Charlotte ist meine Lieblingsheldin jenseits der 80!
Charlotte Schwab erlebt einen zweiten Frühling – mit 82 Jahren. Vielleicht ist es auch eher ein dritter oder vierter Frühling, aber die Aussicht, ihrem 88-jährigen Schwager Hugo wieder zu begegnen, der ...

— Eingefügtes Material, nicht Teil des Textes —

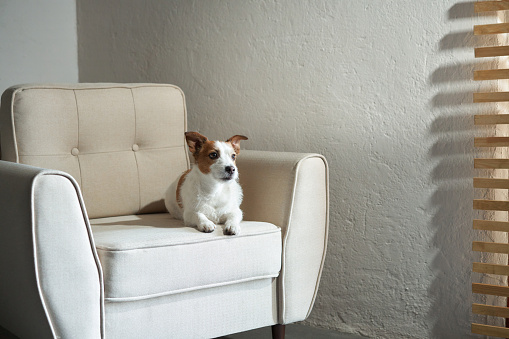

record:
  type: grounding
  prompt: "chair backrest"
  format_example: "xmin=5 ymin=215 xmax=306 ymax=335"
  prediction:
xmin=0 ymin=84 xmax=189 ymax=218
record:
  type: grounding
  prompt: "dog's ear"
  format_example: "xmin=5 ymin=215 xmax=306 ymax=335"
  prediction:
xmin=185 ymin=132 xmax=209 ymax=154
xmin=226 ymin=135 xmax=247 ymax=153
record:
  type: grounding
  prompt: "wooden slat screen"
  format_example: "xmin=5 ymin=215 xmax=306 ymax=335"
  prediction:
xmin=472 ymin=0 xmax=509 ymax=338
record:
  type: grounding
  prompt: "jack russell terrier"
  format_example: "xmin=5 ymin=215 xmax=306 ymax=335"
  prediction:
xmin=165 ymin=132 xmax=247 ymax=235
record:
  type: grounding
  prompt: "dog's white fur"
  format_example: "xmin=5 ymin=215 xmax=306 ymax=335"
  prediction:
xmin=165 ymin=132 xmax=247 ymax=235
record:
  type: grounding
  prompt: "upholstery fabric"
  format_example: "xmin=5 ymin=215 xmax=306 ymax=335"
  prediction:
xmin=106 ymin=278 xmax=278 ymax=339
xmin=0 ymin=161 xmax=104 ymax=338
xmin=0 ymin=84 xmax=328 ymax=338
xmin=0 ymin=84 xmax=189 ymax=218
xmin=237 ymin=151 xmax=329 ymax=324
xmin=91 ymin=213 xmax=281 ymax=302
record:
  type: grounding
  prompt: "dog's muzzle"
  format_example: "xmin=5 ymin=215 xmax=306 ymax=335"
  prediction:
xmin=223 ymin=166 xmax=235 ymax=180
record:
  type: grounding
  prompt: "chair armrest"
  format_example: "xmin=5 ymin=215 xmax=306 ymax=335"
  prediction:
xmin=237 ymin=151 xmax=329 ymax=324
xmin=0 ymin=161 xmax=104 ymax=338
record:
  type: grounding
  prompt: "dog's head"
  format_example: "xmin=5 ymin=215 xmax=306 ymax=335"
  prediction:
xmin=185 ymin=132 xmax=247 ymax=181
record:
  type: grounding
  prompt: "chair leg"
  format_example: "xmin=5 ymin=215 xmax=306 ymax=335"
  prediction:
xmin=272 ymin=324 xmax=285 ymax=339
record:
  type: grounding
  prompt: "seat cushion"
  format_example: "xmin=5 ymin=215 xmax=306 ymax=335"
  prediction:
xmin=90 ymin=213 xmax=281 ymax=301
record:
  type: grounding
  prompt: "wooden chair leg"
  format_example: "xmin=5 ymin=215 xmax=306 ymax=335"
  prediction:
xmin=272 ymin=324 xmax=285 ymax=339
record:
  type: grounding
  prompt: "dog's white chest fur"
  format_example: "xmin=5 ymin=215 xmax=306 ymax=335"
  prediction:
xmin=165 ymin=132 xmax=247 ymax=235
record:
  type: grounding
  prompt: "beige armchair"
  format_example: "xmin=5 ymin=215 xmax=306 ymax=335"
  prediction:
xmin=0 ymin=84 xmax=328 ymax=338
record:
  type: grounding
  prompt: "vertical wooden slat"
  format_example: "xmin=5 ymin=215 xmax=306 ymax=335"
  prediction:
xmin=472 ymin=304 xmax=509 ymax=318
xmin=472 ymin=324 xmax=509 ymax=338
xmin=474 ymin=46 xmax=509 ymax=58
xmin=471 ymin=5 xmax=509 ymax=338
xmin=474 ymin=0 xmax=509 ymax=13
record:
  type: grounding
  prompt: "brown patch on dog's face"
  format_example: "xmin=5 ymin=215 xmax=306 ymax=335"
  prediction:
xmin=194 ymin=140 xmax=219 ymax=174
xmin=226 ymin=135 xmax=248 ymax=154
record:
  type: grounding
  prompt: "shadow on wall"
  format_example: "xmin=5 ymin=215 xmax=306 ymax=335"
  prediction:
xmin=428 ymin=2 xmax=496 ymax=338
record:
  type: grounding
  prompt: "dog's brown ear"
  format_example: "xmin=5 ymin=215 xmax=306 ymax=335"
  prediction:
xmin=226 ymin=135 xmax=247 ymax=153
xmin=185 ymin=132 xmax=209 ymax=154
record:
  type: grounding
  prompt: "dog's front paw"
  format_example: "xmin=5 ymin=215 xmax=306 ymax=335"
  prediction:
xmin=224 ymin=225 xmax=240 ymax=235
xmin=198 ymin=221 xmax=216 ymax=233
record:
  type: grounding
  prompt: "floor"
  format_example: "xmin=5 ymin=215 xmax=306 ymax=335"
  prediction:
xmin=0 ymin=324 xmax=366 ymax=339
xmin=217 ymin=324 xmax=366 ymax=339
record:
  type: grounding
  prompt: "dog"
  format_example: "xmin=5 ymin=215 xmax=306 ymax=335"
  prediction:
xmin=165 ymin=132 xmax=248 ymax=235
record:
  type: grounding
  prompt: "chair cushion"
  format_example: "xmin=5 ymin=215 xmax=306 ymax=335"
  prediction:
xmin=0 ymin=84 xmax=189 ymax=218
xmin=91 ymin=213 xmax=281 ymax=301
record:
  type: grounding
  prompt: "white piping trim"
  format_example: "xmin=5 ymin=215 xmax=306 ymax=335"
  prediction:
xmin=104 ymin=272 xmax=279 ymax=302
xmin=279 ymin=154 xmax=329 ymax=324
xmin=30 ymin=170 xmax=105 ymax=338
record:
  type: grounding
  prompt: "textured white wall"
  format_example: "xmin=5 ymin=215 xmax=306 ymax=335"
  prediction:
xmin=78 ymin=0 xmax=506 ymax=338
xmin=0 ymin=0 xmax=78 ymax=92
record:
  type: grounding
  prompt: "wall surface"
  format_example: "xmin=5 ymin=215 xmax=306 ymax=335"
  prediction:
xmin=77 ymin=0 xmax=505 ymax=338
xmin=0 ymin=0 xmax=78 ymax=92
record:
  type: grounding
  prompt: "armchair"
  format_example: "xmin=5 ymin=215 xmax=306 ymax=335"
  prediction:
xmin=0 ymin=84 xmax=328 ymax=338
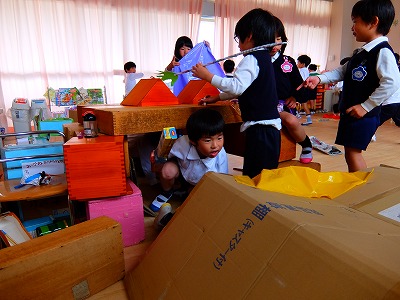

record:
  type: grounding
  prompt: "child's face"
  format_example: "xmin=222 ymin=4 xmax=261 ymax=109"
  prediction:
xmin=238 ymin=35 xmax=254 ymax=51
xmin=269 ymin=36 xmax=282 ymax=56
xmin=351 ymin=17 xmax=379 ymax=43
xmin=194 ymin=132 xmax=224 ymax=158
xmin=297 ymin=61 xmax=305 ymax=69
xmin=179 ymin=46 xmax=192 ymax=57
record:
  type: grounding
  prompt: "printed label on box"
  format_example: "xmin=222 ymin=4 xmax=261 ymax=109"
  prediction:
xmin=21 ymin=159 xmax=65 ymax=176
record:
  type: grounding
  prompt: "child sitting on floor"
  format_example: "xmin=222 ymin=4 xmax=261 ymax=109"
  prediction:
xmin=150 ymin=108 xmax=228 ymax=221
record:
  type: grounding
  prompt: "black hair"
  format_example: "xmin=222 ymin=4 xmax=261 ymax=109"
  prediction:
xmin=235 ymin=8 xmax=275 ymax=47
xmin=351 ymin=0 xmax=395 ymax=35
xmin=223 ymin=59 xmax=235 ymax=73
xmin=186 ymin=108 xmax=225 ymax=143
xmin=124 ymin=61 xmax=136 ymax=73
xmin=274 ymin=16 xmax=288 ymax=54
xmin=174 ymin=36 xmax=193 ymax=61
xmin=297 ymin=54 xmax=311 ymax=67
xmin=308 ymin=64 xmax=318 ymax=71
xmin=340 ymin=56 xmax=351 ymax=66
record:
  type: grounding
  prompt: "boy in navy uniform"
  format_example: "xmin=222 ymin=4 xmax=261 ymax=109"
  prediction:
xmin=304 ymin=0 xmax=400 ymax=172
xmin=192 ymin=8 xmax=281 ymax=178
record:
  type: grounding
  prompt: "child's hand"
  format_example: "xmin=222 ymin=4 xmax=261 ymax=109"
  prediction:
xmin=192 ymin=63 xmax=214 ymax=82
xmin=199 ymin=95 xmax=220 ymax=105
xmin=285 ymin=96 xmax=296 ymax=108
xmin=296 ymin=76 xmax=321 ymax=91
xmin=346 ymin=104 xmax=367 ymax=119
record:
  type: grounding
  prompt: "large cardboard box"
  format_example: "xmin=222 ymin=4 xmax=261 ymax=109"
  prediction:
xmin=124 ymin=170 xmax=400 ymax=299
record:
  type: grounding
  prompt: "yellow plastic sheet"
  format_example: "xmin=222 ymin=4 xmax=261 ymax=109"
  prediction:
xmin=235 ymin=166 xmax=373 ymax=199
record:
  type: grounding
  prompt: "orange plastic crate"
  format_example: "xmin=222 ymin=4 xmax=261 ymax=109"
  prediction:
xmin=64 ymin=135 xmax=127 ymax=201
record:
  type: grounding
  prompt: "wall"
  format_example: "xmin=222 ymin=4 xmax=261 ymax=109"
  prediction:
xmin=326 ymin=0 xmax=400 ymax=70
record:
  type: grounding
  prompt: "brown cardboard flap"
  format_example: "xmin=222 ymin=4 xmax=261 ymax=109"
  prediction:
xmin=0 ymin=217 xmax=125 ymax=299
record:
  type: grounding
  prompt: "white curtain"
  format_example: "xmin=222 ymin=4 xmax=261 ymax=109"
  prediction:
xmin=214 ymin=0 xmax=332 ymax=70
xmin=0 ymin=0 xmax=202 ymax=122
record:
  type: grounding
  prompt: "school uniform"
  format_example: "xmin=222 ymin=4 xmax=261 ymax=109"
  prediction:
xmin=211 ymin=50 xmax=282 ymax=177
xmin=271 ymin=52 xmax=306 ymax=113
xmin=318 ymin=37 xmax=400 ymax=150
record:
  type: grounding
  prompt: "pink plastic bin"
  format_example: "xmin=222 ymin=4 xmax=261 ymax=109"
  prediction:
xmin=87 ymin=179 xmax=145 ymax=247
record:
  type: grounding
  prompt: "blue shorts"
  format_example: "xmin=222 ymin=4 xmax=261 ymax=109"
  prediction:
xmin=335 ymin=113 xmax=380 ymax=150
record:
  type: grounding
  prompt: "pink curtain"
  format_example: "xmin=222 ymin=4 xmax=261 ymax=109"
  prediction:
xmin=213 ymin=0 xmax=332 ymax=70
xmin=0 ymin=0 xmax=202 ymax=119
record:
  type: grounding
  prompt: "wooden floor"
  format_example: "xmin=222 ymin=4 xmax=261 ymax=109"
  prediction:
xmin=90 ymin=114 xmax=400 ymax=299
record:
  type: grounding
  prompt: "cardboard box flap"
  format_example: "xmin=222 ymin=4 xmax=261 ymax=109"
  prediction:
xmin=125 ymin=173 xmax=400 ymax=299
xmin=0 ymin=217 xmax=125 ymax=299
xmin=335 ymin=166 xmax=400 ymax=207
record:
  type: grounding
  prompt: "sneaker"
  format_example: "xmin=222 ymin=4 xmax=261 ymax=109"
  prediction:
xmin=301 ymin=121 xmax=312 ymax=126
xmin=150 ymin=192 xmax=172 ymax=212
xmin=153 ymin=203 xmax=173 ymax=230
xmin=300 ymin=147 xmax=312 ymax=164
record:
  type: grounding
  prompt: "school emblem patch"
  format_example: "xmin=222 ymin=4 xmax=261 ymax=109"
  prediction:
xmin=281 ymin=57 xmax=293 ymax=73
xmin=351 ymin=66 xmax=367 ymax=81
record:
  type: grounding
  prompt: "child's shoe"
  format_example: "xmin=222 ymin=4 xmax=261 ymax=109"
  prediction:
xmin=300 ymin=147 xmax=312 ymax=164
xmin=150 ymin=191 xmax=172 ymax=212
xmin=153 ymin=203 xmax=173 ymax=230
xmin=301 ymin=115 xmax=312 ymax=126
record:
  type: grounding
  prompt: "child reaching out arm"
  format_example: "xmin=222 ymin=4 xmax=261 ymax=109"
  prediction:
xmin=304 ymin=0 xmax=400 ymax=172
xmin=192 ymin=8 xmax=281 ymax=177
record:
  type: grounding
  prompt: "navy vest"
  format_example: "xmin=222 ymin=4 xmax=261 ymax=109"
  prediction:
xmin=238 ymin=50 xmax=279 ymax=122
xmin=339 ymin=42 xmax=393 ymax=116
xmin=273 ymin=55 xmax=305 ymax=102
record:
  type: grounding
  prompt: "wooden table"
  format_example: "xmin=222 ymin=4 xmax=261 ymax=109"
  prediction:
xmin=78 ymin=102 xmax=296 ymax=161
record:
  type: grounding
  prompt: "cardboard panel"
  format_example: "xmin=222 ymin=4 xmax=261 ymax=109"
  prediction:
xmin=124 ymin=173 xmax=400 ymax=299
xmin=0 ymin=217 xmax=124 ymax=299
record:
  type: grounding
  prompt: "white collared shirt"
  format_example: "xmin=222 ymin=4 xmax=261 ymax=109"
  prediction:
xmin=211 ymin=55 xmax=282 ymax=132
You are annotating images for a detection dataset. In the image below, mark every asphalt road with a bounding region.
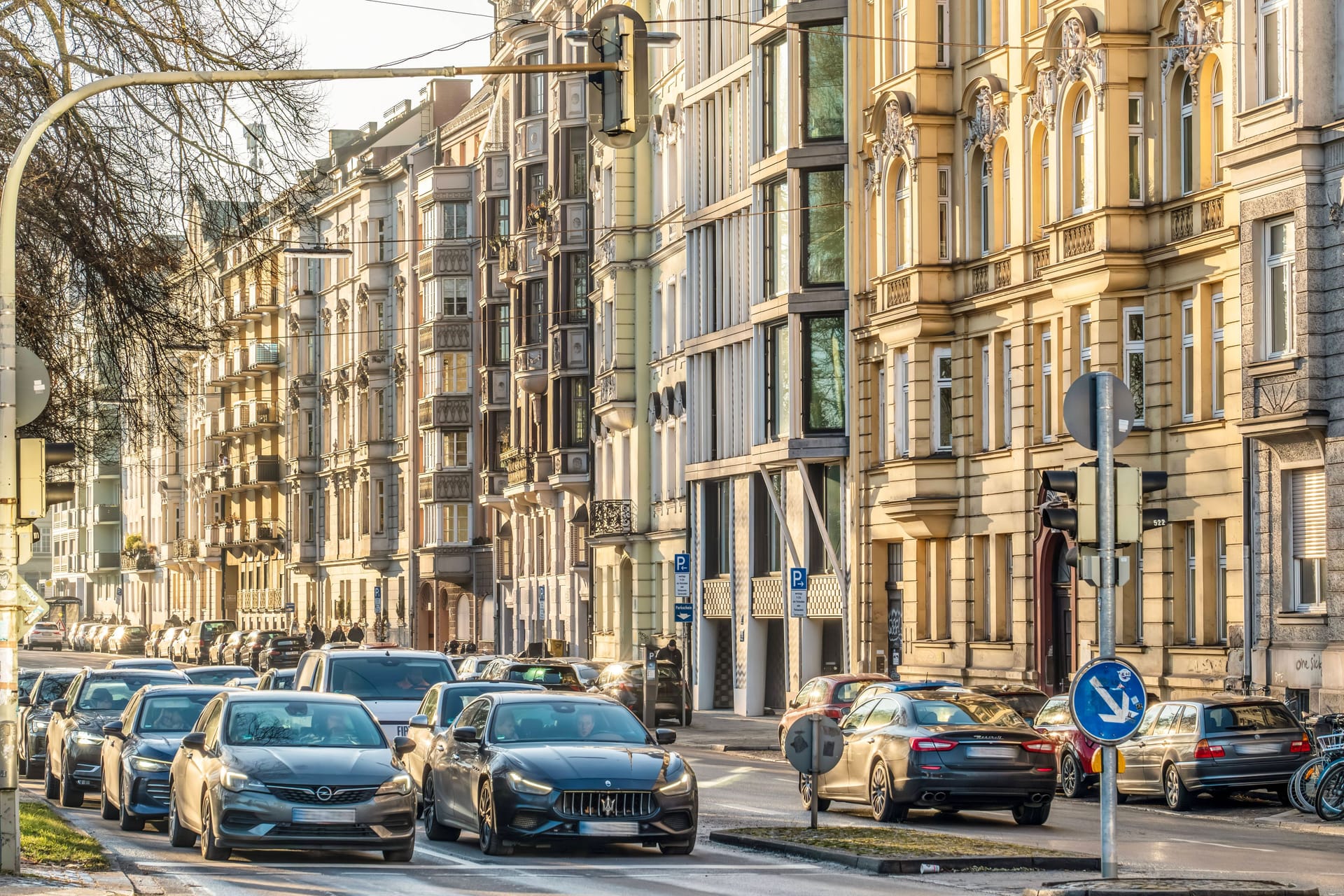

Charlotte Schwab erlebt einen zweiten Frühling – mit 82 Jahren. Vielleicht ist es auch eher ein dritter oder vierter Frühling, aber die Aussicht, ihrem 88-jährigen Schwager Hugo wieder zu begegnen, der gleichzeitig die Liebe ihres Lebens war, versetzt den Rhythmus ihres Lebens, das sie behaglich mit der Schaufensterpuppe Hulda teilt, in erhebliche Schwingung. Enkel Felix lässt seine Kumpel zum Renovieren antanzen, seine Freundin geht mit Charlotte einkaufen und die alte Dame hat Anlass für aufregende Gedanken über die Vergangenheit.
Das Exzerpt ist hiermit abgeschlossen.